Vulvodynia can also put a strain on relationships. 58 percent of all women living with the condition cannot engage in sexual intercourse because of the intense pain, which can, in turn, affect their feelings of self-worth and attractiveness.
How vulvodynia is diagnosed
The only way a doctor can know if a patient is suffering from vulvodynia is if other conditions such as infection and neurological issues are ruled out. Common symptoms of vulvodynia include a burning sensation, intense pain, throbbing, itching and soreness.
Your doctor will ask you questions about your medical history, how long you’ve been suffering and treatments, if any, you’ve tried already. After that, they will conduct a thorough pelvic exam and may also order tests on a sample of vaginal discharge to help determine a diagnosis.

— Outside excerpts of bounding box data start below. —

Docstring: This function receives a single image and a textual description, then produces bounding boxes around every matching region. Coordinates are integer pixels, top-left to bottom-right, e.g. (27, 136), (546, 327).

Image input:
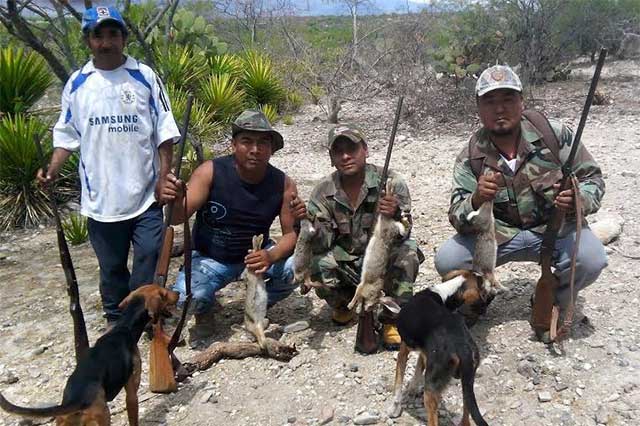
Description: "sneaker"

(382, 324), (402, 351)
(331, 308), (353, 325)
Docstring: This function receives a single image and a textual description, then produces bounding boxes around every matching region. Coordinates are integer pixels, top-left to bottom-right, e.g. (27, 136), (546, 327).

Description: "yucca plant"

(62, 213), (89, 246)
(200, 74), (245, 123)
(258, 104), (278, 124)
(156, 44), (207, 90)
(0, 114), (78, 229)
(208, 53), (242, 79)
(0, 47), (53, 114)
(241, 51), (284, 106)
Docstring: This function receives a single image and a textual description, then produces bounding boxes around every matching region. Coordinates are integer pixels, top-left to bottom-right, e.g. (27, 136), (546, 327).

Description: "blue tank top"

(193, 155), (285, 263)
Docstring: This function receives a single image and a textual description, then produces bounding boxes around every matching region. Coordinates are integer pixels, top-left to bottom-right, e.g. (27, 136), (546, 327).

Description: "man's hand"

(471, 173), (502, 210)
(378, 193), (400, 218)
(553, 183), (575, 213)
(289, 193), (307, 221)
(156, 173), (184, 205)
(244, 249), (271, 274)
(36, 167), (58, 185)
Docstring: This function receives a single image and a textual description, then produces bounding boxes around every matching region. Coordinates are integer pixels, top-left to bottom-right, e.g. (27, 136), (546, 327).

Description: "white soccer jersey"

(53, 57), (180, 222)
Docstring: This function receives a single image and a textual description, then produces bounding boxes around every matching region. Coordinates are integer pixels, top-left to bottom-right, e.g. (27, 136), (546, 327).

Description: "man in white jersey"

(38, 7), (180, 323)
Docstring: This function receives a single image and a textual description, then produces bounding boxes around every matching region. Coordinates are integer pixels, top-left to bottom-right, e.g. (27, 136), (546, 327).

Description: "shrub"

(241, 51), (284, 106)
(0, 114), (78, 229)
(0, 47), (53, 114)
(62, 213), (89, 246)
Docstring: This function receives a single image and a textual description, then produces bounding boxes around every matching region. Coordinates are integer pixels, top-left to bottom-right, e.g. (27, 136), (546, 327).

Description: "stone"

(283, 320), (309, 333)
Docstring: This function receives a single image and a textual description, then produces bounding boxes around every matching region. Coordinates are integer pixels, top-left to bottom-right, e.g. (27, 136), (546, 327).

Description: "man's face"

(231, 131), (273, 171)
(86, 22), (126, 66)
(329, 137), (367, 176)
(477, 89), (524, 135)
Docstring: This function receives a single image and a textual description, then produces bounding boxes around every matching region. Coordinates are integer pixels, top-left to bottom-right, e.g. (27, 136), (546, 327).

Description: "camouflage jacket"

(449, 117), (604, 244)
(307, 164), (411, 262)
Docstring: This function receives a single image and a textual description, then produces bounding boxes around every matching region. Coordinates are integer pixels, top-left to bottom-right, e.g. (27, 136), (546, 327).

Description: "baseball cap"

(476, 65), (522, 96)
(82, 6), (127, 33)
(327, 124), (365, 150)
(231, 109), (284, 152)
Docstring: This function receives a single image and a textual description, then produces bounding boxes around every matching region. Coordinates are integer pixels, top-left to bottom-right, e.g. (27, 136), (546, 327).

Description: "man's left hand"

(378, 194), (400, 218)
(244, 249), (271, 274)
(553, 183), (574, 213)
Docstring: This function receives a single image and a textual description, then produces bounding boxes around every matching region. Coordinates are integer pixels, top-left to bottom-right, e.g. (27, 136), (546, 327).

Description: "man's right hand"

(156, 173), (184, 204)
(36, 168), (58, 185)
(471, 173), (502, 210)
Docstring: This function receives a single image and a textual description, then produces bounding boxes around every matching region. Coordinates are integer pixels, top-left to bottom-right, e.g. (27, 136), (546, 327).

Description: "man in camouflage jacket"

(308, 125), (419, 347)
(435, 65), (607, 332)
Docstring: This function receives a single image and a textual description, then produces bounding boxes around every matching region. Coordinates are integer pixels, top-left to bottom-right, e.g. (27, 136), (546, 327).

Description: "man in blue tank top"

(162, 110), (306, 339)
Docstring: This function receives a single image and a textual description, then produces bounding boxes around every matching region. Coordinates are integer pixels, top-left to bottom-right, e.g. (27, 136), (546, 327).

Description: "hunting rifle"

(355, 96), (404, 354)
(530, 48), (607, 341)
(149, 94), (193, 393)
(33, 135), (89, 362)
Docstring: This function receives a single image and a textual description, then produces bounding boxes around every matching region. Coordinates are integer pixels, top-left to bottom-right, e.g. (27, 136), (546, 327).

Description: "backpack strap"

(522, 109), (562, 166)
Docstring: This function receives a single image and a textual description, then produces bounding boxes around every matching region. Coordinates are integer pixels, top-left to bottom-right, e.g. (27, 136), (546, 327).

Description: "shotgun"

(149, 94), (193, 393)
(33, 135), (89, 362)
(355, 96), (404, 354)
(530, 48), (607, 340)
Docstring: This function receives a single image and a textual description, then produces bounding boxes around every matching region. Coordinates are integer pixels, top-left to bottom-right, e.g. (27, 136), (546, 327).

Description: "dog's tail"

(0, 393), (86, 417)
(460, 359), (489, 426)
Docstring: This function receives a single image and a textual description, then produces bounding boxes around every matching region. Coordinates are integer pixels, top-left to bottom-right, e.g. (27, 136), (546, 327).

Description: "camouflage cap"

(231, 109), (284, 152)
(327, 124), (365, 150)
(476, 65), (522, 96)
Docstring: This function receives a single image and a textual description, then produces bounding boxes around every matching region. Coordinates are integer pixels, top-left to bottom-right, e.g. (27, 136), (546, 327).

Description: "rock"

(353, 412), (380, 425)
(538, 391), (551, 402)
(284, 321), (309, 333)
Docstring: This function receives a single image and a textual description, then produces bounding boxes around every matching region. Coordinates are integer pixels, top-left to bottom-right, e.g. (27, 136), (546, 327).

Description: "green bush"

(0, 47), (53, 114)
(62, 213), (89, 246)
(0, 114), (78, 229)
(241, 51), (284, 106)
(200, 74), (245, 123)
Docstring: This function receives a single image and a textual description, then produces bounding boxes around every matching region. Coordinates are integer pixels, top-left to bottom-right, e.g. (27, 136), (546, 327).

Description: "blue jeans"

(173, 250), (298, 314)
(87, 203), (162, 321)
(435, 227), (607, 306)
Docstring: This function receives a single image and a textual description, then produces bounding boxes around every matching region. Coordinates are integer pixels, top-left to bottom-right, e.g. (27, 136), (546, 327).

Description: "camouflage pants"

(311, 240), (420, 323)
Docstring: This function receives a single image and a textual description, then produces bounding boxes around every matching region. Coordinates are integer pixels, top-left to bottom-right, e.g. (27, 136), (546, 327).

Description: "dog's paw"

(387, 401), (402, 419)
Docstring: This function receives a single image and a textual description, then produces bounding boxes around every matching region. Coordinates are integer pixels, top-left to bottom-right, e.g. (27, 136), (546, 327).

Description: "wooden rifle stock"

(34, 135), (89, 362)
(530, 48), (607, 339)
(355, 96), (404, 354)
(149, 94), (193, 393)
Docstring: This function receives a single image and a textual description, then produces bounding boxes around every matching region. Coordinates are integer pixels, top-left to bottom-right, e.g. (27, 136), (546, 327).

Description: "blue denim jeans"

(87, 203), (162, 321)
(435, 227), (607, 306)
(173, 250), (298, 314)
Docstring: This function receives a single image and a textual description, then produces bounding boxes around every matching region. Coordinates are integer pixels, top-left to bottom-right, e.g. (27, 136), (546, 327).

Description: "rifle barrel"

(562, 47), (607, 177)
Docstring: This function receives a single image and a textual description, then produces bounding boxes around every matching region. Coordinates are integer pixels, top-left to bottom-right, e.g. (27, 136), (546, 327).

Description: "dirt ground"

(0, 57), (640, 426)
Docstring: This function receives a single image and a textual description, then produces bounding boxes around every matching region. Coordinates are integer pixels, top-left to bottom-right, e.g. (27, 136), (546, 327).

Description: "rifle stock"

(530, 48), (607, 338)
(34, 135), (89, 362)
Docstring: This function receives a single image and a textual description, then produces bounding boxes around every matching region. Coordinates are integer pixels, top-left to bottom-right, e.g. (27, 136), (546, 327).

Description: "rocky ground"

(0, 57), (640, 426)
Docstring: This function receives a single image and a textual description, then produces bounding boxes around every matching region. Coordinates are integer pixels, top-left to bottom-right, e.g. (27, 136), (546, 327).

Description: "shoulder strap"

(522, 109), (562, 165)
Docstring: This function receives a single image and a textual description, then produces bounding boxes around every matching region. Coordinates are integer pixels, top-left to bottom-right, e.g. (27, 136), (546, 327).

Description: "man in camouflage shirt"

(435, 65), (607, 336)
(308, 125), (420, 348)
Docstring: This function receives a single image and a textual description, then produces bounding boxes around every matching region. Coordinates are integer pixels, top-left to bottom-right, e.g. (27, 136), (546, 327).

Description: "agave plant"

(241, 51), (284, 105)
(200, 74), (245, 123)
(258, 104), (278, 124)
(208, 53), (242, 79)
(0, 47), (53, 114)
(156, 44), (207, 90)
(0, 114), (78, 229)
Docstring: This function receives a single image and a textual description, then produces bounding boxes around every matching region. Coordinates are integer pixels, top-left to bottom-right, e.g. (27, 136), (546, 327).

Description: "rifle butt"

(149, 322), (178, 393)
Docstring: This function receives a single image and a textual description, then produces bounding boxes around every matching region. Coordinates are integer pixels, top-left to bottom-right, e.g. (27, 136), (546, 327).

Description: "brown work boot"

(331, 307), (353, 325)
(382, 324), (402, 351)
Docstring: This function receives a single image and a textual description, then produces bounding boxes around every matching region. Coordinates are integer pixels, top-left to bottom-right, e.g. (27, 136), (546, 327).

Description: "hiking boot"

(382, 324), (402, 351)
(331, 308), (353, 325)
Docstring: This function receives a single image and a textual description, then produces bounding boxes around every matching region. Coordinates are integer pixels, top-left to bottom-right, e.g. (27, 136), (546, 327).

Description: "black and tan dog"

(388, 271), (487, 426)
(0, 285), (178, 426)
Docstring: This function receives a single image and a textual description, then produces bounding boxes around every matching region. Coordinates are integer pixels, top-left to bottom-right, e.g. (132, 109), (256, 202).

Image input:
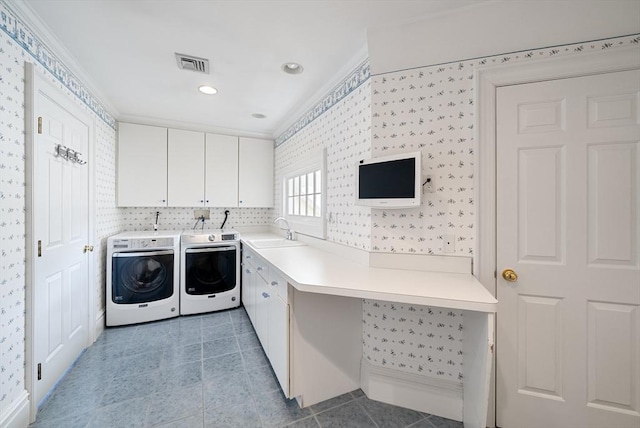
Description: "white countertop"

(241, 233), (498, 312)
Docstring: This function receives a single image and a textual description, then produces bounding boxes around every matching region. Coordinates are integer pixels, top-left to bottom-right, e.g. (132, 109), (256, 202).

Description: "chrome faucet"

(273, 217), (293, 241)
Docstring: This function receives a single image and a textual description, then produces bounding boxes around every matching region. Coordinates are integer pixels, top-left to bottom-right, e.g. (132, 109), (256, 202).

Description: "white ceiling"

(25, 0), (478, 137)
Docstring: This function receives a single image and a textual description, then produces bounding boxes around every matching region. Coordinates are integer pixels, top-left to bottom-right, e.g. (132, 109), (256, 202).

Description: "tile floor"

(31, 308), (462, 428)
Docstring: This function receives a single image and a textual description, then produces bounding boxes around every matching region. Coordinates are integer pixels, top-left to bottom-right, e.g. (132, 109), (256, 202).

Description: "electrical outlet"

(424, 175), (436, 193)
(193, 210), (211, 220)
(442, 235), (456, 253)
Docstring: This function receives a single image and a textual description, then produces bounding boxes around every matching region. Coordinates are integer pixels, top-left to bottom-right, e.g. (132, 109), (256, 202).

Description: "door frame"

(24, 61), (98, 422)
(473, 46), (640, 426)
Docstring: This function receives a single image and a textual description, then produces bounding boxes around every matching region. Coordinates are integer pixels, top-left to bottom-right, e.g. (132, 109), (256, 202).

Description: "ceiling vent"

(176, 53), (209, 74)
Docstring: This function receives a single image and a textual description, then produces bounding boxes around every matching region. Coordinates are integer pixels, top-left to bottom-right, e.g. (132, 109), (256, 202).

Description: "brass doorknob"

(502, 269), (518, 282)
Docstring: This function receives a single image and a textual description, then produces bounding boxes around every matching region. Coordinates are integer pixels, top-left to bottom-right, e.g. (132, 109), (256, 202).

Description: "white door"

(496, 70), (640, 428)
(28, 72), (90, 403)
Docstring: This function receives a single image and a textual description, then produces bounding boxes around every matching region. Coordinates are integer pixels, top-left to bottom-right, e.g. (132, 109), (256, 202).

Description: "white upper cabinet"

(118, 122), (273, 208)
(117, 122), (167, 207)
(167, 129), (205, 207)
(204, 134), (238, 207)
(238, 137), (274, 207)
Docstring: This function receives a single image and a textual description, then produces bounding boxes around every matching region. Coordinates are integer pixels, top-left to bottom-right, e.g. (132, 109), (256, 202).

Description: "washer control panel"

(113, 238), (173, 249)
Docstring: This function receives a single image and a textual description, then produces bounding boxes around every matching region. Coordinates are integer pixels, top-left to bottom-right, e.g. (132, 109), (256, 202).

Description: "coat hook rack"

(54, 144), (87, 165)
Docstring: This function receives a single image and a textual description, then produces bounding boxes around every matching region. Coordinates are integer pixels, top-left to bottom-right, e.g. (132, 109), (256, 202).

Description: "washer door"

(111, 250), (175, 304)
(185, 246), (237, 295)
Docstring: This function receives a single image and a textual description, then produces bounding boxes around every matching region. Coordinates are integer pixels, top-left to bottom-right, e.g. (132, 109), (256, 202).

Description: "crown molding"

(6, 0), (119, 118)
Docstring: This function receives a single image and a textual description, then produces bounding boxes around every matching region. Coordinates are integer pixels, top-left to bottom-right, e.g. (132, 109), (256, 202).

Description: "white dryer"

(180, 229), (240, 315)
(105, 231), (180, 326)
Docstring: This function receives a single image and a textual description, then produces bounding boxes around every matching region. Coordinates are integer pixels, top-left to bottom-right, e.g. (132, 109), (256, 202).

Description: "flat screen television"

(356, 152), (422, 208)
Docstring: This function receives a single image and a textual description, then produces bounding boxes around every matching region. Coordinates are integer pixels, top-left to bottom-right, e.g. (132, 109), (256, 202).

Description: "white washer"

(105, 231), (180, 326)
(180, 229), (240, 315)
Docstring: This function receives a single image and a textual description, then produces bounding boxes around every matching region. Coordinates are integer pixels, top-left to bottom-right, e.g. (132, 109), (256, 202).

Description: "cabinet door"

(254, 275), (273, 350)
(118, 122), (167, 207)
(238, 137), (274, 207)
(242, 262), (258, 328)
(268, 293), (289, 397)
(167, 129), (204, 207)
(204, 134), (238, 208)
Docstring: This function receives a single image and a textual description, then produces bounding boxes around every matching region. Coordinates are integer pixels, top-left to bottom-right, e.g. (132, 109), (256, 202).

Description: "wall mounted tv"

(356, 152), (422, 208)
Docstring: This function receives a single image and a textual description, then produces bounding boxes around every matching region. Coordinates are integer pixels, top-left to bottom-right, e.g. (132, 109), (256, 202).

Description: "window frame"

(281, 149), (327, 239)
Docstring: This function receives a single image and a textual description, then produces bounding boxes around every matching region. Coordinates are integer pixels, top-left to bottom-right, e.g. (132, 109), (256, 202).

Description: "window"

(286, 169), (322, 217)
(282, 150), (326, 238)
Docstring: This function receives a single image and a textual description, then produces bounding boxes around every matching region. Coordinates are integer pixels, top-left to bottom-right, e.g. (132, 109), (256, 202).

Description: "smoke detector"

(176, 52), (209, 74)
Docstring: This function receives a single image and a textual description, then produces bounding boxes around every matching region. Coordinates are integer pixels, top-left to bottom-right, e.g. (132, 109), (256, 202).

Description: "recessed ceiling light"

(198, 85), (218, 95)
(282, 62), (304, 74)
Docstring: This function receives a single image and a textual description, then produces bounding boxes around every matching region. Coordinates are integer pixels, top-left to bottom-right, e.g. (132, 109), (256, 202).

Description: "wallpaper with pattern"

(363, 35), (640, 381)
(123, 207), (274, 231)
(0, 1), (122, 414)
(274, 79), (371, 250)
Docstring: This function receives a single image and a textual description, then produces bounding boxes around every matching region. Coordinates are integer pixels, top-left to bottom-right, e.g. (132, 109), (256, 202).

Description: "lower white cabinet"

(242, 246), (290, 397)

Many treatment options focus on alleviating the pain and discomfort brought on by the condition. Your doctor may also decide to combine two or more treatment methods for the best results. Some of these include oral medications, physical therapy, ointments, counseling and diet change.
Because there is no known cause for the condition, vulvodynia is difficult to treat. Doctors strive to manage the pain and restore your quality of life. Treatment is often on a trial and error basis as your doctor observes how your body reacts to various methods of treatment. Some of the treatment methods they may try to include basic vulvar care and medication.
Basic vulvar care
These practices not only help treat vulvodynia but other vaginal conditions as well and include wearing 100 percent cotton underwear and loose-fitting clothes, using neutral bath products and applying water-based lubricants during sex.
Your doctor may recommend the use of either topical or oral medication. Anesthetic ointments are effective in providing quick but temporary pain relief. Topical estrogen may be administered to women who have reached menopause to increase estrogen levels and reduce pain.
If vulvodynia is left untreated, it can lead to reduced self-esteem, increased anxiety and depression, so it is important to discuss this condition with your doctor if you think it may be affecting you.